Batting collapses have plagued England in recent time and losing all 10 wickets in a session on the second day at Trent Bridge proved pivotal during a 203-run defeat by India in the third Test.
England, however, remain 2-1 up in a five-match series ahead of the fourth Test at Southampton starting on August 30.
Root's men slumped to 161 all out in their first innings and were in dire trouble at 62 for four second time around — the 31st occasion in their past 62 Test innings they had lost their fourth wicket with 100 or fewer runs on the scoreboard.
But Buttler, whose 106 was his maiden Test century, and Stokes (62) then shared a stand of 169 — England's highest for the fifth wicket in the fourth innings of a Test.
In the end, it merely helped delay India from winning inside four days, with the tourists having to wait until 10 minutes into Wednesday's fifth morning to claim the one remaining wicket they required.
Nevertheless, Root said Buttler and Stokes had provided England with some valuable lessons.
"You can nit-pick around other areas within the game, but ultimately that first innings for us was very poor," admitted Root, who himself managed just 29 runs in the game batting at number three. "We sat down and spoke quite honestly about how we're going to get this right.
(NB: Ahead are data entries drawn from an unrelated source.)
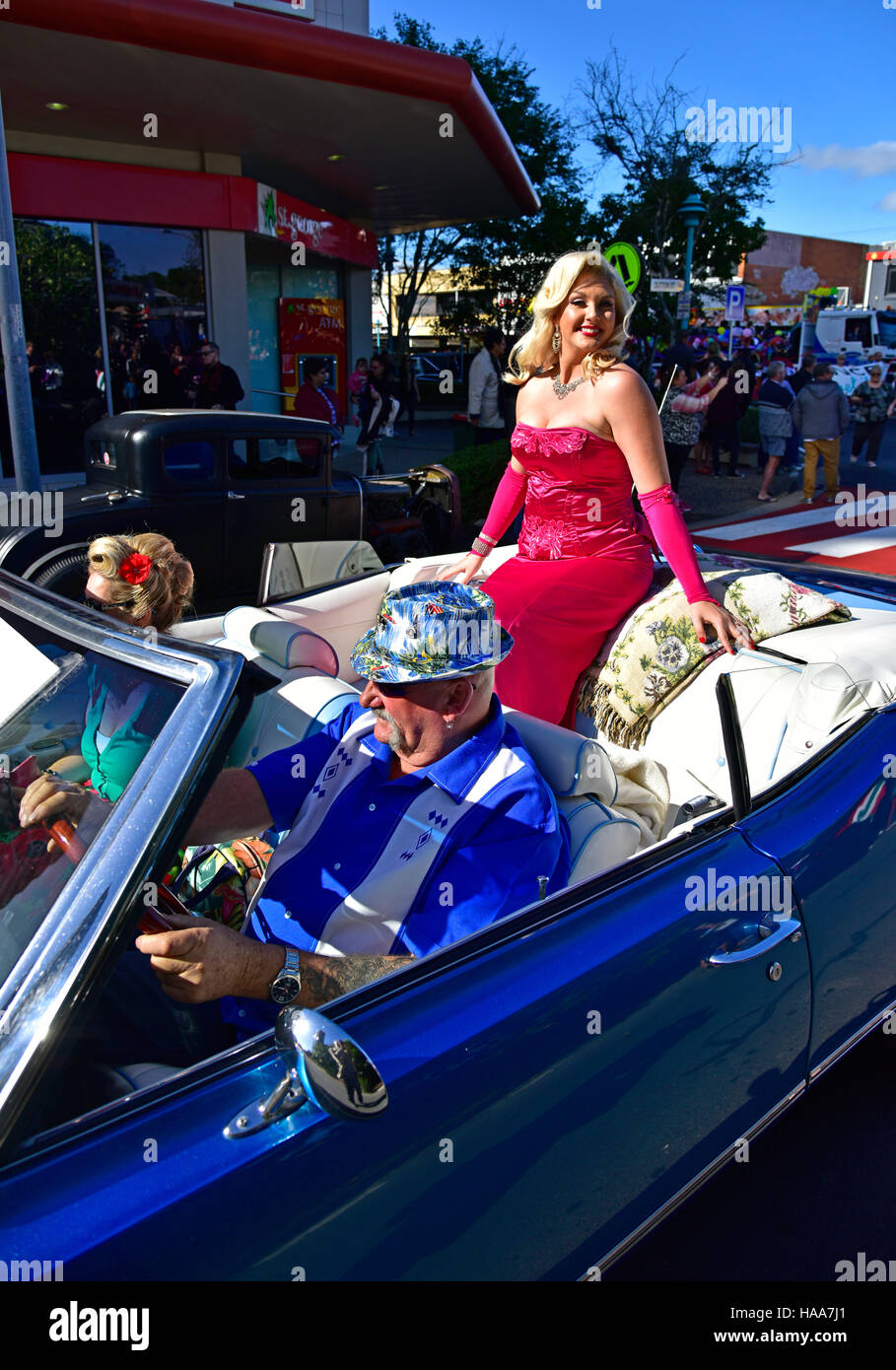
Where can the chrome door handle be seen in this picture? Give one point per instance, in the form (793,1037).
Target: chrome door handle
(730,958)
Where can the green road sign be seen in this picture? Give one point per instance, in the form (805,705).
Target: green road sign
(628,263)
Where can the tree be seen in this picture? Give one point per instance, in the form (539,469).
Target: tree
(58,280)
(640,132)
(498,264)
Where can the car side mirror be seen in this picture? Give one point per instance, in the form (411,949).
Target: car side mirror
(336,1074)
(323,1064)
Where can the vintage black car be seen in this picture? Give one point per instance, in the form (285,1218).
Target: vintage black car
(222,487)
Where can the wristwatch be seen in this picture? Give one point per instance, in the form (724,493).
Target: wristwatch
(287,983)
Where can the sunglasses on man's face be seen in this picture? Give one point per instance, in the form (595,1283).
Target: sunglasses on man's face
(104,606)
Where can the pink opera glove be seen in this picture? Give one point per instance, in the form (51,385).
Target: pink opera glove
(507,503)
(671,537)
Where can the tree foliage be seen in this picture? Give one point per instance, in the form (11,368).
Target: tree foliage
(58,280)
(640,133)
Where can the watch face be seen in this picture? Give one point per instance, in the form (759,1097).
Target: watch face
(285,990)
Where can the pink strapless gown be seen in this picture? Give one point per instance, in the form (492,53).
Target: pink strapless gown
(584,561)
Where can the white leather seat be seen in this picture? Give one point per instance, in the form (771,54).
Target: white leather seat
(435,568)
(276,642)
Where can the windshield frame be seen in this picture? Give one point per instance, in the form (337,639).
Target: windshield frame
(78,940)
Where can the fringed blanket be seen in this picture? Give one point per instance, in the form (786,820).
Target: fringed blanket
(656,653)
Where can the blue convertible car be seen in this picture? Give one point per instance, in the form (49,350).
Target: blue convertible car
(525,1103)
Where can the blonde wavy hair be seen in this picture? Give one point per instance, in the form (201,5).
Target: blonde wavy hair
(166,592)
(533,352)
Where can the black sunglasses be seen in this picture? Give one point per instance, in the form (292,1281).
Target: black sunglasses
(103,606)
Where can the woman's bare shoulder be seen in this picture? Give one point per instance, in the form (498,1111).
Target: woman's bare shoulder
(622,382)
(527,395)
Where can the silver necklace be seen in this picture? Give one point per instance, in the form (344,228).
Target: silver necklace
(562,388)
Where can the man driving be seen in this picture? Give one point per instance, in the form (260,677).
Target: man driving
(414,818)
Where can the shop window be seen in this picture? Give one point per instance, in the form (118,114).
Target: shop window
(155,314)
(62,329)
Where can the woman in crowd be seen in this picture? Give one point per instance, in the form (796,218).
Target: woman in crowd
(776,425)
(681,415)
(357,383)
(874,401)
(408,390)
(375,407)
(586,428)
(140,580)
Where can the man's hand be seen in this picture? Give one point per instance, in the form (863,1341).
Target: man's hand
(48,799)
(200,959)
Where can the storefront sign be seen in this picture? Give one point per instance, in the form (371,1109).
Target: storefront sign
(292,221)
(295,9)
(626,260)
(311,327)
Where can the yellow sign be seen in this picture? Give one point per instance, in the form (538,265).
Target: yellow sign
(628,263)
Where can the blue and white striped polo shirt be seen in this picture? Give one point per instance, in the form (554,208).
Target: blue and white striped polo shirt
(386,866)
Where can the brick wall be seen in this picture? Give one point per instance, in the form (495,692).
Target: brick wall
(836,263)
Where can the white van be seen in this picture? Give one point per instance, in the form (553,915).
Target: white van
(857,332)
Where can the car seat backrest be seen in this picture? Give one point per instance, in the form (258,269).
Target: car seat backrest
(284,644)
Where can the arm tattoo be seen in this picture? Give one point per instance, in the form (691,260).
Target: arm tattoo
(341,974)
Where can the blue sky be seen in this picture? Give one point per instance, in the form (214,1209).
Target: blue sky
(829,63)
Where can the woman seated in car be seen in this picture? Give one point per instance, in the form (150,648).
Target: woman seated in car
(140,580)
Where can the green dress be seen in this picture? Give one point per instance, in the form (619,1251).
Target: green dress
(114,766)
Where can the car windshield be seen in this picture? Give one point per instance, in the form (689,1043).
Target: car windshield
(91,719)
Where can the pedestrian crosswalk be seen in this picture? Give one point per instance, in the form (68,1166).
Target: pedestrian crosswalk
(858,533)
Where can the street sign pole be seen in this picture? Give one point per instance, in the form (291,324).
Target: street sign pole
(734,299)
(28,476)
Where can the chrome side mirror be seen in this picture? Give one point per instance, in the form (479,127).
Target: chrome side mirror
(336,1074)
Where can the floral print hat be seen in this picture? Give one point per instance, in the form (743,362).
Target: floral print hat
(432,631)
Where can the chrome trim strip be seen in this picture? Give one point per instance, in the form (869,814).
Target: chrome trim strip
(687,1191)
(853,1042)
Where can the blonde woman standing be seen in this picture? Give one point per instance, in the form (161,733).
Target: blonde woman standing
(586,431)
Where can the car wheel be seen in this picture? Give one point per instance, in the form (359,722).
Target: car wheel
(65,576)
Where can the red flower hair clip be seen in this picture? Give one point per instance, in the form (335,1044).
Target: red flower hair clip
(134,569)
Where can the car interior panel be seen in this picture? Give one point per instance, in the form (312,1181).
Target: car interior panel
(787,712)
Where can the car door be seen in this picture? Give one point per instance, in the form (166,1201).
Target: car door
(276,492)
(835,835)
(188,503)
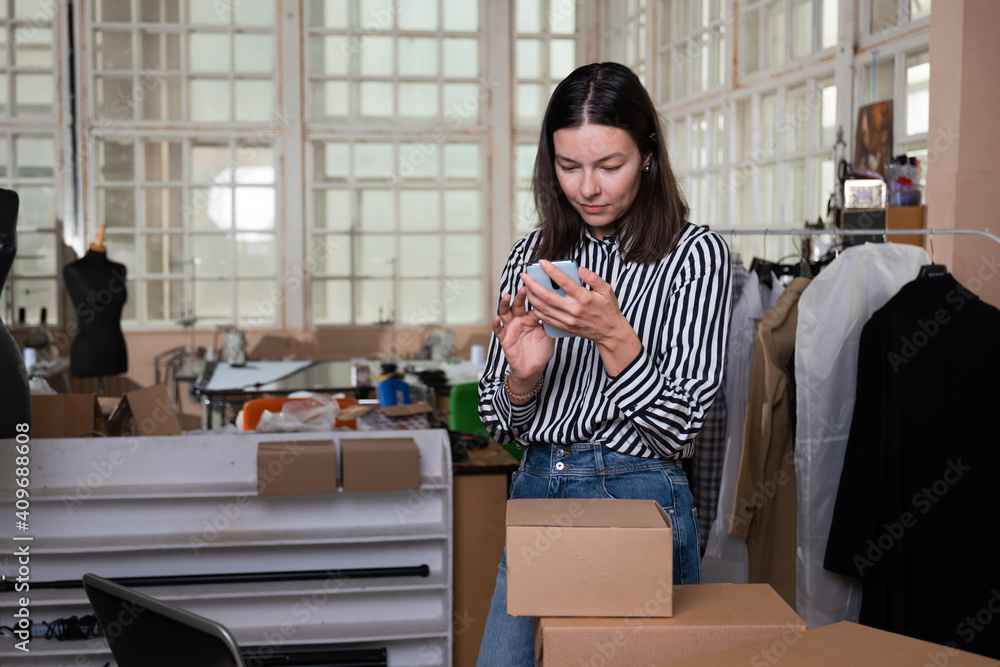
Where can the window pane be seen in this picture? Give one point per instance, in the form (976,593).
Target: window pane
(332,254)
(255,254)
(331,161)
(461,209)
(461,103)
(464,299)
(529,15)
(461,15)
(255,208)
(418,101)
(254,53)
(461,162)
(160,50)
(419,210)
(208,52)
(918,74)
(33,47)
(417,15)
(331,302)
(801,28)
(209,160)
(116,207)
(329,101)
(376,255)
(37,208)
(209,99)
(34,95)
(162,160)
(422,256)
(332,209)
(828,113)
(159,11)
(463,253)
(373,160)
(796,119)
(919,9)
(161,98)
(377,211)
(562,59)
(775,33)
(162,208)
(375,57)
(255,100)
(214,299)
(212,254)
(163,253)
(375,101)
(885,14)
(418,56)
(461,57)
(418,162)
(829,30)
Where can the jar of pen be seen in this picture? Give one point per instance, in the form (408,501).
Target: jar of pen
(903,177)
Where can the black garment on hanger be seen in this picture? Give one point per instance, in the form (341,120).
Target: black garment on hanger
(15,398)
(916,512)
(96,286)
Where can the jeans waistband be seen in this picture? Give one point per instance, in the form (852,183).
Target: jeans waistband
(586,459)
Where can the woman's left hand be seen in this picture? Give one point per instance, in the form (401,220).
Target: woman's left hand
(592,314)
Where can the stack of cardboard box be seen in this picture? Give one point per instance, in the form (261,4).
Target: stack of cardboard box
(597,576)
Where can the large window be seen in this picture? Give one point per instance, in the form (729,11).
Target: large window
(35,160)
(181,154)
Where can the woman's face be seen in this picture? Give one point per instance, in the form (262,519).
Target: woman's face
(599,170)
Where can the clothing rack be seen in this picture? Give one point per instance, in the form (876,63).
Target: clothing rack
(732,231)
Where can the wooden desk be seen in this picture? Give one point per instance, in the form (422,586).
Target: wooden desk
(480,511)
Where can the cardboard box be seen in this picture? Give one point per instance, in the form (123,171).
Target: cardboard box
(412,416)
(589,557)
(296,467)
(66,416)
(379,464)
(838,645)
(145,412)
(707,618)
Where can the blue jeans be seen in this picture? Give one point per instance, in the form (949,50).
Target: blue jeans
(589,471)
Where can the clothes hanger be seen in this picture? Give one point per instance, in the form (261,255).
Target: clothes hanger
(932,270)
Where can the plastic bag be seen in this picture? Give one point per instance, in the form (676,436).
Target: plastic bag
(313,413)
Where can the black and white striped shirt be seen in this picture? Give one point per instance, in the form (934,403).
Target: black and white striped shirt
(679,307)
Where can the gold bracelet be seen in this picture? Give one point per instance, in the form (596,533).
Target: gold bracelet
(525,397)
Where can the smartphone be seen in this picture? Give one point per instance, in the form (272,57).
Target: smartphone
(568,267)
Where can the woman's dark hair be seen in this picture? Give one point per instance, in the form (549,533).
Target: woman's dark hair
(608,94)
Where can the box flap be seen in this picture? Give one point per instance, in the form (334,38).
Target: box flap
(841,644)
(586,513)
(145,411)
(66,416)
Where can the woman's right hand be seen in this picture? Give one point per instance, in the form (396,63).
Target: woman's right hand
(525,344)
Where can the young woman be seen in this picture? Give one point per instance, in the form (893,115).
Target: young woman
(611,410)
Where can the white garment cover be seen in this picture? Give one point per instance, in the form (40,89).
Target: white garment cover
(832,311)
(725,560)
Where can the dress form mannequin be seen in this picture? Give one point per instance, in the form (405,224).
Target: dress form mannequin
(96,285)
(14,394)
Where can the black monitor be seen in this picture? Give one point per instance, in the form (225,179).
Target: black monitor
(145,632)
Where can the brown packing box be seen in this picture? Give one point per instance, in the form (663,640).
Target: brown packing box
(296,467)
(707,618)
(589,557)
(838,645)
(379,464)
(145,411)
(66,416)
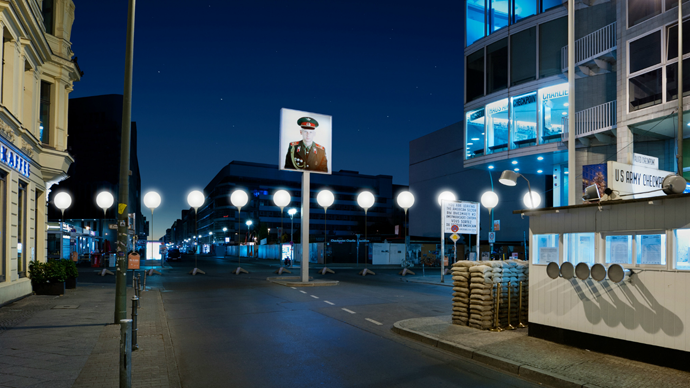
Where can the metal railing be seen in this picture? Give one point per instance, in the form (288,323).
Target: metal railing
(595,119)
(591,46)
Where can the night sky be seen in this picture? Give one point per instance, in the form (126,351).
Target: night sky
(210,78)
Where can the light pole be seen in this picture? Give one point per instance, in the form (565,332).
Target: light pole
(239,198)
(405,200)
(195,199)
(62,201)
(366,200)
(104,200)
(444,196)
(325,198)
(152,200)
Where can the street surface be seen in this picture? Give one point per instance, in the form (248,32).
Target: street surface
(244,331)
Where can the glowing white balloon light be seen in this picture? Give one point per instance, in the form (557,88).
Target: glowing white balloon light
(195,199)
(152,200)
(325,198)
(105,200)
(536,198)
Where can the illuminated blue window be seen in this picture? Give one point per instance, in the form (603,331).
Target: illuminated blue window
(497,126)
(553,111)
(548,4)
(524,120)
(523,9)
(474,133)
(475,20)
(499,15)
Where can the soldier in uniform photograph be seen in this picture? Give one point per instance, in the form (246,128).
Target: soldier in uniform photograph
(306,154)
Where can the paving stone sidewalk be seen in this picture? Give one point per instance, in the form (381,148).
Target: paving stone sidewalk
(539,360)
(70,341)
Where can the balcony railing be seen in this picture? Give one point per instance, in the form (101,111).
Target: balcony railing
(592,46)
(593,120)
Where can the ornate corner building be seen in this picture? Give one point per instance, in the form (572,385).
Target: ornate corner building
(38,72)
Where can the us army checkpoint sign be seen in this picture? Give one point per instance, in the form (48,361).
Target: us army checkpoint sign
(305,141)
(463,214)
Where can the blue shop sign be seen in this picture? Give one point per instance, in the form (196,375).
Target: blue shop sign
(13,160)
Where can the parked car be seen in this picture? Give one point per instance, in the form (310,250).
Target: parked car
(174,254)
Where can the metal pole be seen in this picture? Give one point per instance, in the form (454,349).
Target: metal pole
(123,197)
(135,330)
(679,156)
(572,186)
(125,353)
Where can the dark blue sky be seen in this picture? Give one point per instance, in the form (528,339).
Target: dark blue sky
(211,76)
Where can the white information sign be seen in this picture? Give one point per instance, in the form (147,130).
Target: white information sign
(463,214)
(650,249)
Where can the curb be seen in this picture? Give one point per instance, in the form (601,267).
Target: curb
(515,368)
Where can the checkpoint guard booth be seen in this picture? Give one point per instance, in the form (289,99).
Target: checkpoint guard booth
(614,277)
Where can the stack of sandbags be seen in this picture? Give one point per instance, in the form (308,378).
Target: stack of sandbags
(481,300)
(461,292)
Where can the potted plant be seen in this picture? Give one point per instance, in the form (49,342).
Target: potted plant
(47,278)
(71,273)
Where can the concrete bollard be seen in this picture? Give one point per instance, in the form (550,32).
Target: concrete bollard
(135,329)
(125,353)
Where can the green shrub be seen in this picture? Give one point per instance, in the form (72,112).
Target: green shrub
(70,268)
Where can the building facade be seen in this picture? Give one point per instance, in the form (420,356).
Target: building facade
(37,75)
(344,218)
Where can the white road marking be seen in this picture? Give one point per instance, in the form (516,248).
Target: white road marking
(374,322)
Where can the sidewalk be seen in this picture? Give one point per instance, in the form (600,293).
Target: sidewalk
(539,360)
(69,341)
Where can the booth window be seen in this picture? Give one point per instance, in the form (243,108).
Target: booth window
(650,249)
(497,66)
(619,249)
(553,36)
(546,248)
(497,126)
(579,248)
(553,112)
(523,121)
(683,249)
(523,56)
(474,133)
(475,75)
(476,25)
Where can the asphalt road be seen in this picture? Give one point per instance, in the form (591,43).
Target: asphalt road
(243,331)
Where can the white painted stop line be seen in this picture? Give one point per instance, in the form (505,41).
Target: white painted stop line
(373,321)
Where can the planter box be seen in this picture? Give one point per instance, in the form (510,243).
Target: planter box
(49,289)
(71,283)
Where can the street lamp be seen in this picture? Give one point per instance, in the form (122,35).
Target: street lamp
(62,201)
(105,200)
(366,200)
(195,200)
(152,200)
(239,198)
(405,200)
(509,178)
(325,198)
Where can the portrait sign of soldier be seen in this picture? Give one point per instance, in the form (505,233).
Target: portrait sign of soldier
(306,154)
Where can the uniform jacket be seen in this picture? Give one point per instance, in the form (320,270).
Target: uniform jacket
(297,157)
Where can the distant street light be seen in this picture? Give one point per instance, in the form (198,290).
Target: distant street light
(366,200)
(196,199)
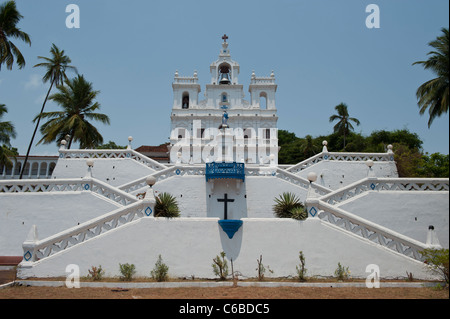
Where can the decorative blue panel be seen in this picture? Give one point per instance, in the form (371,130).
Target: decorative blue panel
(313,211)
(27,256)
(225,170)
(230,226)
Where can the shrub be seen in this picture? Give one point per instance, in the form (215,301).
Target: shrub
(301,271)
(342,272)
(161,270)
(220,266)
(437,261)
(261,269)
(166,206)
(96,273)
(289,206)
(127,271)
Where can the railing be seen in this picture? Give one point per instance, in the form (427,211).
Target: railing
(123,153)
(386,184)
(67,185)
(162,175)
(338,156)
(373,232)
(36,250)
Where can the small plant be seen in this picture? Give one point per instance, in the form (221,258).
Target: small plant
(342,273)
(96,273)
(437,261)
(409,276)
(220,266)
(166,206)
(289,206)
(160,272)
(261,269)
(127,271)
(301,271)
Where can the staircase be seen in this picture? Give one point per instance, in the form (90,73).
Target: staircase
(7,268)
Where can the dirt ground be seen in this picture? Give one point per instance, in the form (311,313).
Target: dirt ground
(21,292)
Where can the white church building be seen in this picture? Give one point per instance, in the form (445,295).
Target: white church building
(97,208)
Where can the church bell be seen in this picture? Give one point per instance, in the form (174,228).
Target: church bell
(224,79)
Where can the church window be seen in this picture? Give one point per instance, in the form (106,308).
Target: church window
(185,100)
(263,100)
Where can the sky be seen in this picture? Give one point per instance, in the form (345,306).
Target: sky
(322,54)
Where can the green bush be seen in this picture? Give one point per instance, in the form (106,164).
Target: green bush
(166,206)
(289,206)
(161,270)
(301,271)
(220,266)
(96,273)
(342,272)
(127,271)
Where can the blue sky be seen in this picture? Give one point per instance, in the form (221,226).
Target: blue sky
(321,52)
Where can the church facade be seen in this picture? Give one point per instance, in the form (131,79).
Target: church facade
(196,131)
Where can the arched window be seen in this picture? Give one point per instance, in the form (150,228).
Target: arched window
(185,100)
(263,100)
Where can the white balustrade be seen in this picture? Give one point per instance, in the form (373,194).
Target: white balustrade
(66,185)
(36,250)
(338,156)
(105,154)
(386,184)
(370,231)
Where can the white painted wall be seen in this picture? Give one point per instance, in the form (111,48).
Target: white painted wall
(50,212)
(114,171)
(409,213)
(188,246)
(193,195)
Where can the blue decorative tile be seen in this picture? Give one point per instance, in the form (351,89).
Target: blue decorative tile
(27,256)
(230,226)
(313,211)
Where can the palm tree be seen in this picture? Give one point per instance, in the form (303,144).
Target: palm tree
(77,101)
(344,125)
(9,18)
(7,132)
(56,74)
(433,94)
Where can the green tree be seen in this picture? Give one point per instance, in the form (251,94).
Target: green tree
(433,95)
(434,165)
(7,132)
(77,99)
(56,67)
(344,124)
(9,18)
(166,206)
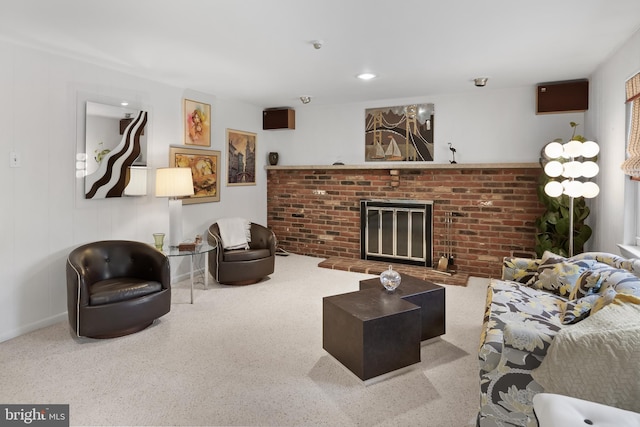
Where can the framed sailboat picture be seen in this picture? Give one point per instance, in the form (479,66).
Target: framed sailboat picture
(400,133)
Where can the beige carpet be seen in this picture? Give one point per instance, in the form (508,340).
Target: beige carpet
(247,356)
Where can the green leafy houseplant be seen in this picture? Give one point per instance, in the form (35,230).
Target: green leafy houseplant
(553,226)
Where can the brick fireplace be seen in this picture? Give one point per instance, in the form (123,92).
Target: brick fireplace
(315,210)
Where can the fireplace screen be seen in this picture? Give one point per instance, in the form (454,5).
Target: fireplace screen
(397,231)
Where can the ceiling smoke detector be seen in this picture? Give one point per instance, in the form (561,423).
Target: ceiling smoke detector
(480,81)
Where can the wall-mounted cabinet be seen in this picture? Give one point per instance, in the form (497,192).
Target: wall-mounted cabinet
(562,97)
(278,118)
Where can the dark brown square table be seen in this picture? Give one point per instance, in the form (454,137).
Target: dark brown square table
(371,333)
(428,296)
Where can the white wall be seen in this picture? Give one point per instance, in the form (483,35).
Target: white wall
(43,213)
(606,119)
(484,125)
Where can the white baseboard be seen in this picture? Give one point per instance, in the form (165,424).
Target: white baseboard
(24,329)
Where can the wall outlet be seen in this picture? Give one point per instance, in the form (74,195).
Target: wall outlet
(14,159)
It's obviously not good enough. In this format, and for the group of players we've got, it's well below par."
He added: "One thing that's come from this game is that partnership between Jos and Ben, and it's a great example and lesson of how to go about things in Test cricket. It's still a great 'learner' for us, to see two guys who are generally very attack-minded adapt to a situation — still probably in bowler-friendly conditions -- and find a way to build a very strong partnership and put India's bowlers under pressure."
England have a habit of responding well to home defeats and, following victories over India in the first two Tests at Edgbaston and Lord's, Root insisted: "We're definitely in the driving seat, we have to keep remembering that. We have got a little bit of time now to go away and reflect on what has been a difficult week. But in England we are a very good side at bouncing back from a tough couple of days. I'm fully expecting the guys to come back to Southampton refreshed, ready to go and - we hope - take an opportunity to wrap the series up."
Meanwhile Root gave his full support to struggling left-handed opener Alastair Cook.
England's all-time leading Test run-scorer averages just 19.20 in the format this year.
But when questions were asked about the 33-year-old Cook's place during England's 4-0 Ashes thrashing in Australia, he responded with an innings of 244 at Melbourne in December.
Cook's world record run of 158 consecutive Test appearances could come to an end at Southampton if he misses the match to attend the birth of his third child.
But Root, asked if he wanted Cook, his predecessor as captain, to play in the rest of the series, replied: "Yes, 100 percent. He's a world-class performer — he's proven that time and time again. Actually, I'd like you to write him off, because every time he's written off, he comes back and scores a double hundred."